Kitapta yer alan karakterlerin kurgulanış şekli itibariyle okuyucunun ilgisini çekmeyi başardığı söylenebilir. Bazı anlarda, okuyucu ve karakter arasında oluşan bir bağın zaman içerisinde karşılıklı bir iletişim ağına dönüştüğü görülebiliyor. Bunun sebebi, hayatın akışında karakterlerde okuyucunun kendisiyle alakalı parçaları görmesi neden oluyor olabilir.
Romanda fazlaca betimlemelere yer verilmese de, akışın kendisiyle beraber sokak sokak Almanya’da dolaşma imkanı bulunabiliyor.
Kitabın bir diğer önemli özelliği, bugüne kadar yazılan romanların çoğunda Almanya’nın Naziler ile ilgili olan kısımlarında her zaman belirgin kişileri ele alınmasıdır. Fakat bu kitapta, hiç kimseye müdahale etmeyen hatta Yahudilere yardım eden Almanların neler yaşadığını gözler önüne seriyor. Kitap tam olarak bu noktadan yola çıkıyor.
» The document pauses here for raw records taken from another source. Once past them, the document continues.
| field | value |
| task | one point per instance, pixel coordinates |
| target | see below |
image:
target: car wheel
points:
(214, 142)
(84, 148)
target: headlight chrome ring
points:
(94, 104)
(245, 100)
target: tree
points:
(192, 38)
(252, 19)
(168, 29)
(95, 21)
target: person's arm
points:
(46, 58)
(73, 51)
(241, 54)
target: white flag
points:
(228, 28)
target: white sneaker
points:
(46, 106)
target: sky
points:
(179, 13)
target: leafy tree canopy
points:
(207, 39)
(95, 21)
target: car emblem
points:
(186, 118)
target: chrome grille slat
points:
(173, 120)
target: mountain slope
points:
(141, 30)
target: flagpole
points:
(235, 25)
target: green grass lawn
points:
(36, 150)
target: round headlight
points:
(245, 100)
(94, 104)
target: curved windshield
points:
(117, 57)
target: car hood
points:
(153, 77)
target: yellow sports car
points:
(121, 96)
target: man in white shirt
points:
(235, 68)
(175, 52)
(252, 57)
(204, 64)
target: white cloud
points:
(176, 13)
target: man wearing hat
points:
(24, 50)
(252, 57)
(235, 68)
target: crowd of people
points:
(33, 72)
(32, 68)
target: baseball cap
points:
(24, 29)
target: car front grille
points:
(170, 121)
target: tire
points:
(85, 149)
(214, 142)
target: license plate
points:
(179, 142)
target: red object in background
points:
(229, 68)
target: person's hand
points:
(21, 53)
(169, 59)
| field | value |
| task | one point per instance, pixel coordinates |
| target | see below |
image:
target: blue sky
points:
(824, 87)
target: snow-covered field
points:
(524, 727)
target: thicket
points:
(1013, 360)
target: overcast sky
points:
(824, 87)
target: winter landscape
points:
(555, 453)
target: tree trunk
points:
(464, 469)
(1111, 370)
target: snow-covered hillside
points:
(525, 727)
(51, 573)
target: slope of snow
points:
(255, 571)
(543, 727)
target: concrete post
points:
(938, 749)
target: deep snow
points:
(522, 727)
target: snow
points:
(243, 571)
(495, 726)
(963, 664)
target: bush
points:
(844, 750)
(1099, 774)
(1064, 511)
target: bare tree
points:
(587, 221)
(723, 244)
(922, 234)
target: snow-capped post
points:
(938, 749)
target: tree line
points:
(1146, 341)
“Her yerde kitaplar vardı! Duvarların her birinde aşırı dolu ama kusursuz raflar yükseliyordu. Duvarın boyası bile görünmüyordu. Siyah, kırmızı, gri her renkte kitapların sırtlarında farklı tarzlarda ve büyüklüklerde yazılar vardı. Bu, Liesel Meminger’in hayatında gördüğü en güzel manzaraydı.”